The sub-tropical plain, dark.
When she saw the bodies, Caroline felt sweat start in her hair and she began to feel sick, a small wave of nausea, a ripple. She glanced at the man, Mackie. He had laced his fingers.
At a certain point, Caroline closed her eyes. She turned her head slightly so that Mackie couldn’t see.
‘That’s it,’ he said.
She opened her eyes and watched him retrieve the tape. He didn’t sit down again, stood looking at her. She didn’t know what you did with something like this. This wasn’t politicians fucking rent boys. That was simple, just an extension of the story that got her to London, her breakthrough story: Mayor Denies Brothel Payoff. She should get Halligan in…no, he’d simply take over, it wouldn’t be her story anymore.

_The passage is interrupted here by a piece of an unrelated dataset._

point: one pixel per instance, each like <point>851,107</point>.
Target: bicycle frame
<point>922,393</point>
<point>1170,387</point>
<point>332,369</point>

‘They tried to kill me,’ he said.
‘Who?’
He shrugged. ‘Sent people to my hotel.’
‘And?’
Another shrug. ‘I’m here.’
She realised. ‘You offered it to someone else?’
‘And now I’m offering it to you.’
‘Could be faked,’ she said because she couldn’t think of any other response. Distrust, suspicion-they were always sound responses in journalism. ‘I’d have to show it to other people here, they’d check it out…then we could talk about money.’